Introduction to Innate Immunity As described in Abbas Fig. 1-3, the innate immune system provides an initial defense against microbes, as adaptive (or acquired) immunity typically requires up to 4-5 days to be effective. Cells of the innate immune system are essential for the initial protective inflammatory responses against invading organisms, and for the communication to the adaptive immune system regarding the presence of infection. Receptors used in innate immunity are confined to molecules typically associated with pathogens, and are neither strain nor pathogen specific. Recognition of microbial pathogens is mediated by pattern recognition receptors. These receptors recognize specific pathogen-associated molecular motifs/patterns (PAMPs). For example, lipopolysaccharide (LPS) is a PAMP characteristic of Gram-negative bacteria. Upon binding of the pathogen associated ligands, these receptors of innate immune cells activate a cascade of intracellular events resulting in the production of a large array of effectors molecules, including pro-inflammatory mediators. Among these mediators, the cytokines play an essential role in orchestrating the responses designed to eradicate the pathogens. One innate immune cell typically contains many pattern recognition receptors. In contrast to cells of innate immunity, cells of adaptive immunity (e.g.
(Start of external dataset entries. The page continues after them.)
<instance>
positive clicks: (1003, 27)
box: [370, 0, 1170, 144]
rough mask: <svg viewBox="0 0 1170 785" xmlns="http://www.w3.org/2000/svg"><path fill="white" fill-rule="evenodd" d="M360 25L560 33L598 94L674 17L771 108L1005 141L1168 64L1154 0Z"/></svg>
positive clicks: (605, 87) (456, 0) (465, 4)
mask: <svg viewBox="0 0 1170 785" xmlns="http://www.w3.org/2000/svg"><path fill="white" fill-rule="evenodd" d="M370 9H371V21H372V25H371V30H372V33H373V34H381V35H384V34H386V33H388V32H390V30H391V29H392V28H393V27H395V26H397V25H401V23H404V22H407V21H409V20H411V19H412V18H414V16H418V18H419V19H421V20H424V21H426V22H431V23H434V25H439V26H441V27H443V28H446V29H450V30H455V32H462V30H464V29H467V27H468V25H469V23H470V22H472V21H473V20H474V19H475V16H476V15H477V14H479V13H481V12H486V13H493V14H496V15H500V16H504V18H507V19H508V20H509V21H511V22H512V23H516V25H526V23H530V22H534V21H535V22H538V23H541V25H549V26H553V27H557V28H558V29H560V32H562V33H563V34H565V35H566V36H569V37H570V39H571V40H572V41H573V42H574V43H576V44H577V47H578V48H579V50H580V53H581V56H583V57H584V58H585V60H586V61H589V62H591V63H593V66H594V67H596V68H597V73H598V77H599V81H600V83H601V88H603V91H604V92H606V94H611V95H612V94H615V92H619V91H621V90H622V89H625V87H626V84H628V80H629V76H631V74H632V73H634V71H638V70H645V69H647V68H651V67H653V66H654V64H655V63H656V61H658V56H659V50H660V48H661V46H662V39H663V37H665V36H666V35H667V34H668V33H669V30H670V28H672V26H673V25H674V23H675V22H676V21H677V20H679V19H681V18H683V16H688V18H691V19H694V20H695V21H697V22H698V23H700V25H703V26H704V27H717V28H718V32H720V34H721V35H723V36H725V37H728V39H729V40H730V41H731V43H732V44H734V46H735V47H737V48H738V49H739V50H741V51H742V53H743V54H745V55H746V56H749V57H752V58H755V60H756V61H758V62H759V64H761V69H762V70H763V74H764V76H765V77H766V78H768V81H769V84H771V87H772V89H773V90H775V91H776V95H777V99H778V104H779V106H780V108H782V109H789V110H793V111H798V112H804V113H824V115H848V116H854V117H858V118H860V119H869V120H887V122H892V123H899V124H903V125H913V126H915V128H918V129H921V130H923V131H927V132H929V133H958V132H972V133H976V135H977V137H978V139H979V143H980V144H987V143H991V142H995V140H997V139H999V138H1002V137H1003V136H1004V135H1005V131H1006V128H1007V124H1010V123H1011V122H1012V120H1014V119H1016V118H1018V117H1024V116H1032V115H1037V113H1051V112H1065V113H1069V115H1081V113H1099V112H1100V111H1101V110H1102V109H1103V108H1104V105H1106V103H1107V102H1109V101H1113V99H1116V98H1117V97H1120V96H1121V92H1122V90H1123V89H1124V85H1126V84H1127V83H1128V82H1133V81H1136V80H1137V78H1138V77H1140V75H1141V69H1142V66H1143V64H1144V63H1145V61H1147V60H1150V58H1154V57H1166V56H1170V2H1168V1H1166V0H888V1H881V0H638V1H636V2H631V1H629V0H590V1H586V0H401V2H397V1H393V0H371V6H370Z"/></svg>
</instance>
B-cells and T-cells) recognize pathogens by very specific receptors. Each B- or T-cell can only recognize one specific structure on the pathogen. The generation of these B-cell and T-cell receptors will be discussed later in the course, yet it involves a unique mechanism for recombining DNA, the genes for these B-cell and T-cell receptors are not inherited in the germline. Abbas Figure 02-01. Specificity and receptors of innate immunity and adaptive immunity. This figure summarizes the important features of the specificity and receptors of innate and adaptive immunity, with select examples illustrated. Ig, Immunoglobulin (antibody); TCR, T cell receptor.